The threshold was most sensitive to changes in RyRs, SERCA, and the diffusion coefficient for Ca²⁺ between the dyadic subspace and the cytosol, with an overall prevalence toward SERCA in most models; there was no significant difference (<1%) regarding the sensitivities between changes in the conductance of RyR or its open probability in all models (not shown). All models indicated that an increase in SERCA or the diffusion rate would lead to an increase in threshold, and most models showed that an increase in RyRs would decrease the threshold, making the system more likely to show CaOSS and DADs [exceptions were the ten Tusscher06 (not shown) and Iribe06 models, but this might have been due to computational accuracies].

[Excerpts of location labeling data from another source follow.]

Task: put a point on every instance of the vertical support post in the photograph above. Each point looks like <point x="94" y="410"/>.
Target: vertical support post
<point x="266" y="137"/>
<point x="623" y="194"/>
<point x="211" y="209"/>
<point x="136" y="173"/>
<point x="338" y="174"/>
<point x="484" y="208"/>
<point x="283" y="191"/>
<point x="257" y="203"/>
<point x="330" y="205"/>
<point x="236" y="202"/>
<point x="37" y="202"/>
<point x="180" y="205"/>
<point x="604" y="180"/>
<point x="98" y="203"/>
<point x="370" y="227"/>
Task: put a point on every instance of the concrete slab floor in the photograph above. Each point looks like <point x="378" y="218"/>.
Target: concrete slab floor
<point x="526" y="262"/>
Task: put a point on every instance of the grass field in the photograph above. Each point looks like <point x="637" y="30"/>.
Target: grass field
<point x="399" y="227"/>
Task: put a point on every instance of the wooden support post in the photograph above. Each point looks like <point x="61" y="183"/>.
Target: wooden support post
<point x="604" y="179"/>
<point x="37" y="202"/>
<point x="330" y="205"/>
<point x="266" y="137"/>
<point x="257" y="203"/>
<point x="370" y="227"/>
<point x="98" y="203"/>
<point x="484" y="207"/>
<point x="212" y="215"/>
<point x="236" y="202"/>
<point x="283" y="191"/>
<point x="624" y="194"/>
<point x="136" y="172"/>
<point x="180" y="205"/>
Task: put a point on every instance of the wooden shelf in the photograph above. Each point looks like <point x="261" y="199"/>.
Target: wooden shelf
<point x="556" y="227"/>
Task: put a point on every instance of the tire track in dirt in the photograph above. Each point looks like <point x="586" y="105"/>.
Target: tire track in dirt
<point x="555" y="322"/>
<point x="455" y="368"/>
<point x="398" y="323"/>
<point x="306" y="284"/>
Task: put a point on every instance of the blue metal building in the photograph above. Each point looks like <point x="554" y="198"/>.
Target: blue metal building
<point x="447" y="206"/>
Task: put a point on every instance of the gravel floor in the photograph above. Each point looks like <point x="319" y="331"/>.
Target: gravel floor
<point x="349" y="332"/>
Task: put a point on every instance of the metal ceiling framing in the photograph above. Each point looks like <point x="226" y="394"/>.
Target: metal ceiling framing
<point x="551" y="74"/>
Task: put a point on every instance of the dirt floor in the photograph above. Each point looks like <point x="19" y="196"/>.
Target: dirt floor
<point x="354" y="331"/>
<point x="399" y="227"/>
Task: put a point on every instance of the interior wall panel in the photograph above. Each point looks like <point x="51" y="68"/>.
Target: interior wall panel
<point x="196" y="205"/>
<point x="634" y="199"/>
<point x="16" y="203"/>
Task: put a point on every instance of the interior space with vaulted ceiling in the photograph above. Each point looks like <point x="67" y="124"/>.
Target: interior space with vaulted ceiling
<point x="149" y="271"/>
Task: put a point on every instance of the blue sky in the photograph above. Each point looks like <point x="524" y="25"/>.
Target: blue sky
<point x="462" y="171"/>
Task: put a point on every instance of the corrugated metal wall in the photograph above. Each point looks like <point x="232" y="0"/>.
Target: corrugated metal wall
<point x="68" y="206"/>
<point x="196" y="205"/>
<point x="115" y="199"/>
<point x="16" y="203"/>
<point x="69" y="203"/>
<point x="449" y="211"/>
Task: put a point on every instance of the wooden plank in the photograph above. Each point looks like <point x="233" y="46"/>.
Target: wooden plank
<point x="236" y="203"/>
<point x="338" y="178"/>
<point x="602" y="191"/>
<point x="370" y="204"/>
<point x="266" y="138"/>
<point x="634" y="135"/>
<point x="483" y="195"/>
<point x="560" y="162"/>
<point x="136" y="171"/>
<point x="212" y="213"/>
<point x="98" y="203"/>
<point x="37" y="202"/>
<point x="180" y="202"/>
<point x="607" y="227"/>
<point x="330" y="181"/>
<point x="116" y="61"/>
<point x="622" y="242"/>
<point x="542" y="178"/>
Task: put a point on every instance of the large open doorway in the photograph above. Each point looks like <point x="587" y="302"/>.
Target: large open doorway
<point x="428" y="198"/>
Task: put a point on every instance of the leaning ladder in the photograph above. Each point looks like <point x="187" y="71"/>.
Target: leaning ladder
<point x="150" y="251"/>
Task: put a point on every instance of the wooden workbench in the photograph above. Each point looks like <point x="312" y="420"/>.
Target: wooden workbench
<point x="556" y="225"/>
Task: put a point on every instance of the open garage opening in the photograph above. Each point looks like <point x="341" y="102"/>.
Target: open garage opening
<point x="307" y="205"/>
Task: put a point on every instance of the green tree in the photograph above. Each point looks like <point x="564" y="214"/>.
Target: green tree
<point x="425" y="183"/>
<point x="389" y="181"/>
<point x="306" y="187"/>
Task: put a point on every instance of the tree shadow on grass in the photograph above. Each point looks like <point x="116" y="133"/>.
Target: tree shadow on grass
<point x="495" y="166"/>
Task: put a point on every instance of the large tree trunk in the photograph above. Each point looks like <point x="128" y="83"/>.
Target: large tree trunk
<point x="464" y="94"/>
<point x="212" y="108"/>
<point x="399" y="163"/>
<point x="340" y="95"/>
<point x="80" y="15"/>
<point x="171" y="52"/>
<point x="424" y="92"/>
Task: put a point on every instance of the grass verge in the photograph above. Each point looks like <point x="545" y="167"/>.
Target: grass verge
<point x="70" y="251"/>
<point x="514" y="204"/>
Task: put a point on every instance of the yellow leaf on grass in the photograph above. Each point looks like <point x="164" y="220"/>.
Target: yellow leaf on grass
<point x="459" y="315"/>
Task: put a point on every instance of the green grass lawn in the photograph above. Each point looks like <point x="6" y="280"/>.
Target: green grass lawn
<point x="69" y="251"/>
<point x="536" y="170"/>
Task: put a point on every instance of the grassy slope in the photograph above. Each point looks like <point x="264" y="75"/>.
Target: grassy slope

Most models showed no substantial changes in the threshold with respect to the Ca²⁺ buffer capacities (except for the Iribe06 model, where the threshold was most sensitive to the intracellular Ca²⁺ buffer) as well as to the exchange rate of NCX and Ca²⁺ transfer rate within the SR (not shown).

The overall range of sensitivities varied substantially: an increase in the SERCA pump rate by 1% in the Fink08 model would increase the (already very high) threshold by 15%, whereas the same change in the Pandit01 model would increase the threshold by only 0.062%. Considering this variability and the numerical stiffness of the problem, these numbers should be considered mainly qualitatively.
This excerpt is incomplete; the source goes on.